Su literatura fue la síntesis de estas experiencias extremas, caóticas y macabras. Y síntesis es la palabra que quizá mejor describa su estilo literario.
Lo simple, lo bello
A muchos de los mejores narradores se los ha escuchado decir que sus vidas personales son tan insípidas que no merecen ni media página de literatura, y por lo tanto recomiendan a quienes se inician en la ficción no ser autobiográficos. No es el caso.
Sus experiencias en muchas ocasiones superan a la imaginación necesaria para escribir ficción. Eso forjó en él un estilo narrativo despojado, directo, concreto y económico. No es necesario adornar ni embellecer un texto cuando el hecho narrado es ya de por sí tan fuerte.
Hemingway no era un escritor de ficciones tradicional, quizá por su oficio de periodista sabía encontrar literatura en la vida real, en sus propias experiencias. Y esos hechos ya eran literatura, de modo que agregarles más de lo mismo hubiera sido como limpiar un vidrio con un trapo sucio.
Ese estilo aséptico, despojado y directo lo ubicó naturalmente en el campo del cuento, género cuya teoría indica que en él nada debe sobrar y que todo elemento debe tener su razón de ser.
El mismo Hemingway explicaba este método con la metáfora del iceberg. Así como en un témpano de hielo sólo se ve la mínima parte que emerge sobre la superficie, y la mayor parte permanece oculta debajo, en su narrativa todo lo que se muestra es parte de un todo mucho más grande pero oculto.
Así, “Los asesinos”, publicado en el libro “Hombres sin mujeres” en 1927, se presenta como el ejemplo concreto y fundante de todo su estilo, influyendo notoriamente a escritores de la talla de Raymond Carver.
Pero aún teniendo en cuenta que todo lo que está mal en el cuento está bien en la novela, Hemingway también fue un gran novelista, sin perder el norte de un estilo conciso donde la historia seca es más importante que el adorno literario. “Fiesta”, un relato sobre un grupo de errantes británicos y estadounidenses en la Europa de entreguerras, “Por quién doblan las campanas”, donde a través de una hermosa historia de amor reflexiona sobre el tema de la libertad y recoge sus experiencias durante la guerra civil española, y “Adiós a las armas”, otra historia de amor situada en la primera guerra mundial, son sus tres novelas emblema y lo afirman como un clásico de la literatura del siglo 20.
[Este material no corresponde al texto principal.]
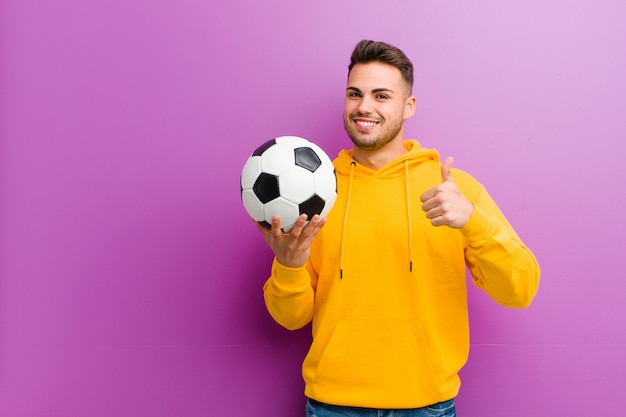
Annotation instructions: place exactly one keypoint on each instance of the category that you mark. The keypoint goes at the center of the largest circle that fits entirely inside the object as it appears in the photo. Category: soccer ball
(288, 176)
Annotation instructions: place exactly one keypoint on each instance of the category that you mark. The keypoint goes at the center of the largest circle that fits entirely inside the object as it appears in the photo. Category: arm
(499, 262)
(289, 295)
(497, 258)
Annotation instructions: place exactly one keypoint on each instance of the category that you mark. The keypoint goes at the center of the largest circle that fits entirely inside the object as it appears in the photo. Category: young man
(383, 278)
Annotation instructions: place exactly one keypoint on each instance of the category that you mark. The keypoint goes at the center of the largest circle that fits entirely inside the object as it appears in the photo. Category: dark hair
(368, 51)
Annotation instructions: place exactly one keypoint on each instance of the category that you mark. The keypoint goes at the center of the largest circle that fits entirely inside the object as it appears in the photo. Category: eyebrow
(376, 90)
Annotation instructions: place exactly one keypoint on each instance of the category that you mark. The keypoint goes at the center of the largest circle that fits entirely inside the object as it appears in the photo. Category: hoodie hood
(345, 165)
(415, 155)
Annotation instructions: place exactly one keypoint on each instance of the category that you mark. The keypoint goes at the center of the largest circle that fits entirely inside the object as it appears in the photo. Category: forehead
(374, 75)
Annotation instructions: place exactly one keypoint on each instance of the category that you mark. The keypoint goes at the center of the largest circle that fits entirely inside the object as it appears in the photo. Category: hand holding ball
(288, 176)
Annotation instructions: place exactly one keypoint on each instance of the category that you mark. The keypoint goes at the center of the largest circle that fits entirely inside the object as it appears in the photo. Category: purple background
(130, 276)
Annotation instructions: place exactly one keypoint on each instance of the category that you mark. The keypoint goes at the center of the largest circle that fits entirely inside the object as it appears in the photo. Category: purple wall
(130, 275)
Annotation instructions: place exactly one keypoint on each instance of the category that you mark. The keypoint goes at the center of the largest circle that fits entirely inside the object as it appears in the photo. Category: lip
(365, 124)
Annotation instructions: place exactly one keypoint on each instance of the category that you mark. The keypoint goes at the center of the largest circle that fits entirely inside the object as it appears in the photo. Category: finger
(297, 228)
(428, 194)
(445, 169)
(276, 229)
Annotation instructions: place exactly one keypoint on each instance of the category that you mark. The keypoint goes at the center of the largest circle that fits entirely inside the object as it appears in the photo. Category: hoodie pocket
(379, 358)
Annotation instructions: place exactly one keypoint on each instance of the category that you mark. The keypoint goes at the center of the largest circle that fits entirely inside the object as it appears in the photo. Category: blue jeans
(317, 409)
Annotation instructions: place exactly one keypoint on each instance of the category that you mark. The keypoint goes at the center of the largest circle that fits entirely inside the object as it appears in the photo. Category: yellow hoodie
(387, 291)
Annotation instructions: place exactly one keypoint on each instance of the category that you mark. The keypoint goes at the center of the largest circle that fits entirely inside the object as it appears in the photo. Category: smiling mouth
(365, 124)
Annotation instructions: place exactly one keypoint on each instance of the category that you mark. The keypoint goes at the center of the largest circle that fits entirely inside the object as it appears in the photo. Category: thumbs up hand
(444, 204)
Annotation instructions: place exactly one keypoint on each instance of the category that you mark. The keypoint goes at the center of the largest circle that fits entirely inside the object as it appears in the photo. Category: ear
(409, 107)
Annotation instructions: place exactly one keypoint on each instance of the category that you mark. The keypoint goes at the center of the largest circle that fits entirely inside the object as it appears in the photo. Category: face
(377, 103)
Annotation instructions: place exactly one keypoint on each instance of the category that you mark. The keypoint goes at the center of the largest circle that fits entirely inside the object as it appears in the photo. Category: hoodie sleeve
(499, 262)
(289, 296)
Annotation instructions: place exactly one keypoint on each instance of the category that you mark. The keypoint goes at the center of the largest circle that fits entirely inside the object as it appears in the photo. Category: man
(383, 278)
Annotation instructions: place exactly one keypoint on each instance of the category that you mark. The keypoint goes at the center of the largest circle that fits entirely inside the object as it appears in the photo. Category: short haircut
(368, 51)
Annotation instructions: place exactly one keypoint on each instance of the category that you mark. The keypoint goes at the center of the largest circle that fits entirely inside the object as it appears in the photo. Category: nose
(365, 105)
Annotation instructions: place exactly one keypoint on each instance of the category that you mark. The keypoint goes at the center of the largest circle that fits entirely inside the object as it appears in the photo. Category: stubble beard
(367, 141)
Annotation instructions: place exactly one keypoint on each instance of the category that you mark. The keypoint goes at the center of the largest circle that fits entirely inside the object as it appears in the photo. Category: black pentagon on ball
(307, 158)
(314, 205)
(258, 151)
(266, 187)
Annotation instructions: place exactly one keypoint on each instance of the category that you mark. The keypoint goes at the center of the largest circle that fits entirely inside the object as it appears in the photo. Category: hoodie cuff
(292, 279)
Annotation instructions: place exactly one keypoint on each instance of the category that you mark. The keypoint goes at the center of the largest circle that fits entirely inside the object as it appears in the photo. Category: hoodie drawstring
(345, 219)
(408, 210)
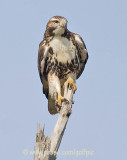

“El viejo y el mar”, una historia sobre un pescador y su lucha por llevar a costa un gigante pez espada en un pequeño bote, le dio el Pulitzer.
Luego surgen relatos de aventuras, algunos poemarios y más relatos autobiográficos, como el póstumo y melancólico “París era una fiesta”, y una biblioteca amplia y digna que, al igual que su vida, es digna de ser rescatada del olvido.
Las campanas aún doblan desde ese trágico 2 de julio de 1961.